El 28 de febrero de 1955, ocho miembros de la tripulación del destructor A. R. C. Caldas cayeron al agua. Luis Alejandro Velasco fue el único superviviente; los otros siete perecieron ahogados. El gobierno del dictador colombiano Gustavo Rojas Pinilla atribuyó el accidente a una tormenta en el Caribe, pero nunca hubo tal tormenta. La verdad era que, pese a pertenecer a la marina colombiana, el buque transportaba mercancías de contrabando (básicamente, electrodomésticos). En un bandazo por el viento en la mar gruesa, se soltó la carga mal estibada en la cubierta y cayó al mar, arrastrando consigo a los ocho marineros. La denuncia supuso la clausura del periódico El Espectador, la caída en desgracia del marino y el exilio de Gabriel García Márquez en París.
El destructor Caldas y su tripulación habían pasado ocho meses en el puerto de Mobile, Alabama, con motivo de las reparaciones que se efectuaban en el buque. Como presume el tópico, el marinero Velasco repartía su ocio entre su nueva novia, Mary Address, y diversos métodos para matar el tiempo con sus compañeros, como las broncas a puñetazos o las salidas al cine. Viendo la película El motín del Caine, los marineros colombianos experimentaron cierta inquietud ante las escenas de una tempestad. Como si de una premonición novelesca se tratara, Velasco albergaba recelos sobre el inminente regreso del destructor a su base en Colombia.
A unas doscientas millas del puerto colombiano de Cartagena, las cajas con las mercancías de contrabando en la cubierta del buque se desprendieron a causa del viento y del oleaje y se llevaron al agua a ocho marineros. El destino quiso que Velasco fuera el único que alcanzara a nado una de las balsas caídas desde el destructor. Impotente, nada pudo hacer por sus compañeros, que se ahogaron a pocos metros de donde él estaba.
Mientras el buque de guerra proseguía su rumbo sin detenerse (llegó al puerto de Cartagena con puntualidad), el náufrago esperó inútilmente que le rescataran con rapidez. En una balsa a la deriva, desprovista de víveres, en compañía de su reloj y de tres remos, resistió la sed, el hambre, los peligros del mar, el sol abrasador, la desesperación de la soledad y la locura, únicamente con su instinto de supervivencia. Los aviones colombianos y norteamericanos de la Zona del Canal movilizados para la búsqueda de supervivientes pasaron muy cerca de él, pero no llegaron a localizarle.

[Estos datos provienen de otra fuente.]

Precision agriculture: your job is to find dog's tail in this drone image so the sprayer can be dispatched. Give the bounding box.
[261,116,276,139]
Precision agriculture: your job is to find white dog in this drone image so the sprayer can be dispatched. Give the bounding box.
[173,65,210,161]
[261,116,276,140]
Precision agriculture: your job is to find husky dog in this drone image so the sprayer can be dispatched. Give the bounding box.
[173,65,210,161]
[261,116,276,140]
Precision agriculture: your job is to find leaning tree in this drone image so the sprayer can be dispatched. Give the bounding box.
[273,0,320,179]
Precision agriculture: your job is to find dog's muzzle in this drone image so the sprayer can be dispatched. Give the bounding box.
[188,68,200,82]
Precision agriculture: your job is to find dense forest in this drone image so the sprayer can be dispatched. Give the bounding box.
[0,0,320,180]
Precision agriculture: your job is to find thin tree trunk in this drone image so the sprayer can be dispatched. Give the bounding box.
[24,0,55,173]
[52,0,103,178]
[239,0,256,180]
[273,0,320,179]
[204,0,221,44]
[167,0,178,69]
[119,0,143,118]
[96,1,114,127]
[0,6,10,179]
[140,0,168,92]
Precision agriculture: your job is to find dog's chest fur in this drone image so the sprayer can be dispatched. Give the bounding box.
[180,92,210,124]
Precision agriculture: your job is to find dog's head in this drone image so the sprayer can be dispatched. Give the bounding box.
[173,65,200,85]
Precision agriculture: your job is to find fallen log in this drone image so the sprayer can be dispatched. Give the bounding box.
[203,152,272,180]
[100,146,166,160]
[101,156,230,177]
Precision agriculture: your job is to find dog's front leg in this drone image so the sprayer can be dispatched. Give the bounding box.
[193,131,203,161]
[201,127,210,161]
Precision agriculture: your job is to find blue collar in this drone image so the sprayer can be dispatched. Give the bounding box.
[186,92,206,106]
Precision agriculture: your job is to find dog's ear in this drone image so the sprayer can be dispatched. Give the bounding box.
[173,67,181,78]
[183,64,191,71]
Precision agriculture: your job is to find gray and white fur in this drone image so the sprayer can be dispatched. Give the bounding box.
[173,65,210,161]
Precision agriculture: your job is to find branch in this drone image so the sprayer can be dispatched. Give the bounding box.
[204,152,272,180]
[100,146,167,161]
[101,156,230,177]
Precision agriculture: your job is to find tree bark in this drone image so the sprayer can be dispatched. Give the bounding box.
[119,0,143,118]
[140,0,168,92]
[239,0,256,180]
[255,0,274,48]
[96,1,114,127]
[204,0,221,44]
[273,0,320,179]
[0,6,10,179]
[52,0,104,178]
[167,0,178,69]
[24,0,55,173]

Tras comprender que nadie podría ayudarle, y aun cuando deseó la muerte para dejar de sufrir, sobrevivió contra todo pronóstico a las condiciones adversas. Aunque cazó una gaviota no pudo llegar a comérsela, y los tiburones le arrebataron un pez verde de medio metro que llegó a atrapar y del que sólo probó dos bocados. Tampoco consiguió despedazar sus botas ni su cinturón para aplacar el hambre, ni la lluvia hizo acto de presencia para permitirle beber. Se entretuvo en comprobar, en su reloj, cómo el tiempo transcurría inexorable, y por las noches, en una especie de delirio forjado por el recuerdo y el pánico a la soledad, conversaba con el espíritu de su compañero, el marinero Jaime Manjarrés.
En esencia, el naufragio de Velasco constituyó una estremecedora experiencia de la soledad, tema predilecto en la literatura de Gabriel García Márquez. No es que el náufrago ocupara las largas horas de su infortunio en la reflexión, pues la urgencia de su situación lo sometía a una presión insoportable. Sin embargo, sí fueron horas dedicadas a la experiencia de sí mismo, a la vivencia de la realidad a partir de los instintos más primitivos y de los sentimientos más humanos.
Tras sobrevivir a una tempestad durante el séptimo día de deriva, Velasco afirma: "Después de la tormenta el mar amanece azul, como en los cuadros". Con el registro eficaz del periodismo, reconstruyendo la odisea del marinero, Gabriel García Márquez se esfuerza precisamente en hacer verosímil una realidad que de tan asombrosa y terrible pudiera parecer imaginaria. Los esfuerzos del escritor colombiano por devolver al mundo de la ficción lo que a priori es poco verosímil fundamentan su estilo.